According to the electrochemical cell according to the present invention and a method for manufacturing the same, the electrochemical cell of the present invention can stack a plurality of unit cells by using a double-sided adhesive film as a gasket, and even if stacked, it is possible to reduce the deviation between the unit cells have.

In addition, the electrochemical cell of the present invention can also use a heat-sensitive electrode material because it does not require a heating step in the assembly process compared to the sealing process for melting a conventional polymer.

In addition, since the electrochemical cell of the present invention is laminated using a double-sided adhesive film, it is easy to inject the electrolyte.

As described above, although described with reference to a preferred embodiment of the present invention, those skilled in the art will be variously modified without departing from the spirit and scope of the invention described in the claims below.
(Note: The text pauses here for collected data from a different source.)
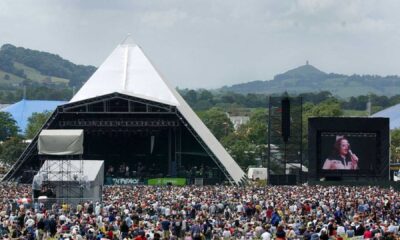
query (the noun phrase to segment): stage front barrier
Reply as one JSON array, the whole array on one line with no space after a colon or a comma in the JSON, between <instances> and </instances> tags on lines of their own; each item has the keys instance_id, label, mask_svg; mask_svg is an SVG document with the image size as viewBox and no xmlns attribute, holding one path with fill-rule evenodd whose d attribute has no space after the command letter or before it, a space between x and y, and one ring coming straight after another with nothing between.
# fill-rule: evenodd
<instances>
[{"instance_id":1,"label":"stage front barrier","mask_svg":"<svg viewBox=\"0 0 400 240\"><path fill-rule=\"evenodd\" d=\"M101 203L101 199L99 198L44 198L39 199L37 202L31 203L30 207L35 209L44 208L46 210L58 209L62 208L63 210L75 210L78 205L84 205L85 203L93 204L93 207L96 206L96 203ZM29 206L28 206L29 207Z\"/></svg>"},{"instance_id":2,"label":"stage front barrier","mask_svg":"<svg viewBox=\"0 0 400 240\"><path fill-rule=\"evenodd\" d=\"M104 185L149 185L149 186L185 186L185 185L213 185L221 183L219 178L177 177L177 178L121 178L105 177Z\"/></svg>"}]
</instances>

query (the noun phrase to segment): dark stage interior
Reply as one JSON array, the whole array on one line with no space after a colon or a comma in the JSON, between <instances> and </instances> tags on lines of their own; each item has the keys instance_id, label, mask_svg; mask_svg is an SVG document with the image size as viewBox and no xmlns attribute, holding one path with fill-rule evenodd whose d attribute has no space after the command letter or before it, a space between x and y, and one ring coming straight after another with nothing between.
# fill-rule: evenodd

And can be changed.

Claims (7)

An electrochemical cell consisting of a capacitor cell in which a plurality of unit cells are stacked, the unit cell comprising: a first collector having a first electrode; A second collector in which a second electrode is formed to face the first electrode; A porous separator positioned between the first electrode and the second electrode to electrically insulate them; Double-sided adhesion where an adhesive layer is formed on both surfaces of the first electrode, the porous separator, and the second electrode between the first and second collectors along the periphery thereof and in contact with the first and second collectors to seal the first electrode, the porous separator, and the second electrode with the outside. A gasket composed of a film; And And an electrolyte injected into an inner space of the porous separator sealed with the gasket. delete The electrochemical cell of claim 1, wherein the gasket is formed of a triple structure in which an acrylic foam for maintaining thickness is disposed in the center, and an acrylate-based adhesive having excellent adhesion is coated on the upper and lower sides. The electrochemical cell of claim 1, wherein the first electrode and the second electrode are made of any one material selected from the group consisting of metal oxides, carbonaceous materials, metal nitrides, and composites thereof. The electrochemical cell of claim 1, wherein the electrolyte is an aqueous solution electrolyte or an organic electrolyte. In the method of manufacturing an electrochemical cell consisting of a capacitor cell in which a plurality of unit cells are stacked, the manufacturing method of the unit cell Forming a first electrode on the first collector; Attaching a gasket composed of a double-sided adhesive film along a peripheral portion of the first electrode of the first collector; Installing a porous separator on the first electrode in the space surrounded by the gasket; Preparing a second collector on which a second electrode is formed; Attaching the second collector onto the gasket such that a second electrode is positioned on the porous separator; And And enclosing an electrolyte between the first collector and the second collector. The method of claim 6, wherein the forming of the first electrode on the first collector is performed by using a screen printing method.